Çalışmada çalışan Indiana Eyalet Üniversitesi'nden dünya ve çevre sistemleri profesörü Amos Winter, bu özel örneklerin evi olarak adlandırılan bölgenin, bize dünyadaki okyanus sıcaklıkları hakkında bilgi verecek benzersiz bir konuma sahip olduğunu söyledi.

Önceki araştırmalar Karayipler'deki su sıcaklığının dünya çapındaki okyanusların ortalama sıcaklığına yakın olduğunu göstermişti. Sklerozan süngerler dalgaların çok derinlerinde yaşadıkları için etraflarındaki su sıcaklığı yüzeydeki kadar dalgalanmıyor.

Daha büyük okyanus eğilimlerini incelemek için “muhtemelen en iyi alanlardan biri” diyen Dr. Kış. “Porto Riko'daki değişiklikler dünyadaki değişikliklere benziyor.”

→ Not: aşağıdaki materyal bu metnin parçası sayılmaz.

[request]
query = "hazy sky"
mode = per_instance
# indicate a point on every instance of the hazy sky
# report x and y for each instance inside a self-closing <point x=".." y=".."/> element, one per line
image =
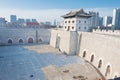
<point x="48" y="10"/>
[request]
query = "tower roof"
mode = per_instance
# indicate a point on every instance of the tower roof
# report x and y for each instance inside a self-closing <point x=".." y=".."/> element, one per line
<point x="78" y="13"/>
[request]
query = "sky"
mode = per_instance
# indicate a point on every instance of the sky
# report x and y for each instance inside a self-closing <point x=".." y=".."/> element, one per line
<point x="48" y="10"/>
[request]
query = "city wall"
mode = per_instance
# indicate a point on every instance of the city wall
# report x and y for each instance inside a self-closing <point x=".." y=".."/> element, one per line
<point x="65" y="41"/>
<point x="23" y="36"/>
<point x="102" y="50"/>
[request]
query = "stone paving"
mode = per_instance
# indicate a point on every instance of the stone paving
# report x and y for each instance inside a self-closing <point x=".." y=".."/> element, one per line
<point x="19" y="63"/>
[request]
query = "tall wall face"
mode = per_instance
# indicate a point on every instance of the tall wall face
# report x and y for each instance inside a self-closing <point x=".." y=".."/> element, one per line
<point x="104" y="48"/>
<point x="67" y="42"/>
<point x="38" y="36"/>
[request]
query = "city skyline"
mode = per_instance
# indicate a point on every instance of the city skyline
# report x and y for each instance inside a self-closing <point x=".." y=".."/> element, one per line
<point x="45" y="10"/>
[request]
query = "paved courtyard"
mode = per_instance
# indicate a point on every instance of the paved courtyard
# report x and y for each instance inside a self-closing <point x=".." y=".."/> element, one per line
<point x="25" y="63"/>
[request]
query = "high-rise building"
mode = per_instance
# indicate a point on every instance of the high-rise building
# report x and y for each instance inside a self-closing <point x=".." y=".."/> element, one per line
<point x="100" y="21"/>
<point x="108" y="20"/>
<point x="77" y="21"/>
<point x="13" y="18"/>
<point x="94" y="19"/>
<point x="55" y="23"/>
<point x="2" y="22"/>
<point x="21" y="20"/>
<point x="34" y="20"/>
<point x="116" y="18"/>
<point x="28" y="20"/>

Yeni bulgular, hükümetlerin küresel ısınmayı 2015 Paris Anlaşması'nda belirtildiği gibi 2 santigrat derece ve mümkünse 1,5 santigrat derece ile sınırlayıp sınırlayamayacağı konusunda yeni endişeleri artırıyor.

Ancak araştırmada yer almayan Imperial College London'dan iklim bilimcisi Joeri Rogelj, çalışmanın Paris hedeflerine yönelik sonuçlarının net olmadığını söyledi.

Hedeflerin, sanayi öncesi dönemdeki koşullardan ziyade, küresel ısınmanın etkilerinin 1986 ile 2005 arasındaki koşullarla karşılaştırıldığında ne kadar kötü olacağına dair bilim adamlarının tahminlerine dayanan korkulukları temsil ettiğini belirten Dr. Rogelj. Bu nedenle 19. yüzyıl için revize edilen sıcaklık tahminlerinin bu korkulukların kırılıp kırılmadığına dair anlayışımızı mutlaka değiştirmeyeceğini söyledi.

Edinburgh Üniversitesi'nden iklim bilimci olan ve araştırmaya dahil olmayan Gabi Hegerl, ısınmanın zararlı etkilerini ne kadar hızlı deneyimlediğimizle ilgili endişelenmek için hâlâ pek çok neden bulunduğunu söyledi. “İklim değişikliğinin bugün gördüğümüz etkilerinden bazıları oldukça şaşırtıcı” dedi Dr. Hegerl.